DEV Community

Cover image for Long Context Windows in LLMs are Deceptive (Lost in the Middle problem)🧐
Namee for LLMWare

Posted on

Long Context Windows in LLMs are Deceptive (Lost in the Middle problem)🧐

It seems like OpenAI and Anthropic have been in a battle of context windows for the better part of a year.

In May of 2023, Anthropic breathlessly announced: "We've expanded Claude's context window from 9K to 100K tokens, corresponding to around 75,000 words!"

(Note: 75,000 words are about 300 pages)

Not to be outdone, OpenAI released its 128K context window in November 2023.

Only then to be outnumbered by Anthropic's 200k context window in March 2024.

Is this back and forth tennis match for context window sizes really necessary?

What are context windows?

A context window is the text range around a target token (a token is about a word) that an LLM can process at the time the information is generated.

People assume that the larger the context window, the more text that can be input to search, for example.

However, long context windows in LLMs are misleading because many users assume that you don't need RAG if the context windows are big enough.

Lost in the Middle Problem

Studies and experiments, however, have shown that long context windows in LLMs provide challenges when looking for a specific fact or text.

The most vivid illustration of this problem for me showed up in this YouTube video.

Here, the experimenter uses a context length of only 2k tokens (remember how GPT-4 has 128k token limit) to search for a simple sentence in the middle that reads:

"Astrofield creates a normal understanding of non-celestial phenomena."

And guess what? About 2/3 of these models fail this test! They literally can't find this sentence in only 2k tokens!

The Winners and Losers

🏆 Here is the list of the models that passed the 2k context window test: ChatGPT Turbo, Open Hermes 2.5 - Mistral 7B, Mistral 7b Instruct (passed once at 10:43 and failed once at 3:47), and Yi 34B Chat

👎 Here is a list of the models that failed the test: Mixtral 8x7B Instruct, Mistral Medium, Claude 2.0, GPT 4 Turbo, Gemini, Mistral 7B Instruct, Zephyr 7B Beta, PPIX 70B, Starling 7B - alpha, Llama 2 - 70B chat, Vicuna 33B and Mixtral 8x7B Instruct

Same Experiment with RAG

Now a small disclaimer about me -- I am the founder of an open source project where we also make models in Hugging Face as well as a platform for LLM-based workflows called LLMWare.

I was inspired to recreate this experiment so we made up a document of about 11,000 tokens (much more than the 2k) about astrophysics, added the sentence that is being queried "Astrofield creates a normal understanding of non-celestial phenomena" somewhere in the middle of the document and ran RAG on our LLMWare platform.

We then tried this against 3 models - LLMWare BLING Tiny Llama 1.1B, LLMWare DRAGON Yi-6b, and also the Zephyr 7B Beta (which had failed the test in the YT video).

Here are some screenshots of the results. As you can see, with RAG and fine-tuning, even a 1.1B model can find the answer.

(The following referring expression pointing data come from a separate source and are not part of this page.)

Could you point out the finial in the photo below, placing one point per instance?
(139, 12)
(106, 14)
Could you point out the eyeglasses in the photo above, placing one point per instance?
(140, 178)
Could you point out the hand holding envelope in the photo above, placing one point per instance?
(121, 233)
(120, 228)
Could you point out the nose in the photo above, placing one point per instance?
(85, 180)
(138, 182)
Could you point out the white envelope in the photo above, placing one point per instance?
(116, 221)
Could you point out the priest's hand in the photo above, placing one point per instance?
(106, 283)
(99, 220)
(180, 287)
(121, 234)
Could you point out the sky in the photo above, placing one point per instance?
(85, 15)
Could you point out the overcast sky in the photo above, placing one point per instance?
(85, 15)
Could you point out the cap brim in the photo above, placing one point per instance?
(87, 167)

LLMWare Bling Tiny Llama 1.1B:

Finds this content with no problem. 💯

Image description

LLMWare Dragon Yi 6B:

Also finds this content with no problem. 💯

Image description

Zephyr 7B Beta (not finetuned for RAG so a little more chatty but still finds it with RAG where it had failed before):

Image description

The Lesson: Large Context Windows are Ineffective at Searches

As can be seen by our experiment, even the smallest 1B parameter model can do a better job than GPT-4 Turbo for fact-based searches with RAG. It is much better to use a small model with RAG than to rely on just a large (or in this case, not that large at just 2k tokens) context window IF it is coupled with the right RAG workflow.

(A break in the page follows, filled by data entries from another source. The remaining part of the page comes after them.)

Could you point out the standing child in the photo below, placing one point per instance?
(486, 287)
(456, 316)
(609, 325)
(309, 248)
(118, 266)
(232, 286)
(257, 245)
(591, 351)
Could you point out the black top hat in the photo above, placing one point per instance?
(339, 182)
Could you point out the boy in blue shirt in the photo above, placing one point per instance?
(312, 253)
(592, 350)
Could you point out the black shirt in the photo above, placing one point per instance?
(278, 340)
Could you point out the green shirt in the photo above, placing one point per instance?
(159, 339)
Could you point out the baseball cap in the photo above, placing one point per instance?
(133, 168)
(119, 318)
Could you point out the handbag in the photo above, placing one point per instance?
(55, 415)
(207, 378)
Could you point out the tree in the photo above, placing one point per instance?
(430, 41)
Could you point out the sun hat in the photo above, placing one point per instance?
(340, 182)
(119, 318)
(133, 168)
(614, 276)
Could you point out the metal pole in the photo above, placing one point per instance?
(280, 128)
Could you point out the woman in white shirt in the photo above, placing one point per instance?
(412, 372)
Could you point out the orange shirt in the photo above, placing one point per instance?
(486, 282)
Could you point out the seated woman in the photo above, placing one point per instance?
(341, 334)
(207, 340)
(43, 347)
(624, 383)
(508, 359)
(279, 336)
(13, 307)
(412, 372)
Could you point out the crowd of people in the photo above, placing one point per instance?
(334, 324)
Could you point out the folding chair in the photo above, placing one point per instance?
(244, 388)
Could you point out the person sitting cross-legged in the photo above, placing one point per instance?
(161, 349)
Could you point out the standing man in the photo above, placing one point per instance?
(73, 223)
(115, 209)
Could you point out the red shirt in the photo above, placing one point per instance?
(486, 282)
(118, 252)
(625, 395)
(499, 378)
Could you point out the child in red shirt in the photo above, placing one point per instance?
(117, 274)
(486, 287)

I hope this experimentation underscored the importance of a good LLM-based workflow using RAG. If you want to learn about RAG, here is an article I wrote recently in to help you get started.

So the next time someone tries to impress you with just a long context window, look critically at the surrounding workflow to make sure you are getting the answer you want.

Explore LLMWare on GitHub ⭐️

Please join our LLMWare community on discord to learn more about RAG and LLMs!

Top comments (2)

matijasos profile image
Matija Sosic

I agree that larger context is not a silver bullet. In you experience, in which use cases it really improves LLM performance?

noberst profile image

Great question!

I think the longer context window is actually more relevant for other kinds of workflows - for example, if you wanted to summarize or rewrite a very long piece of text requiring a context window that large.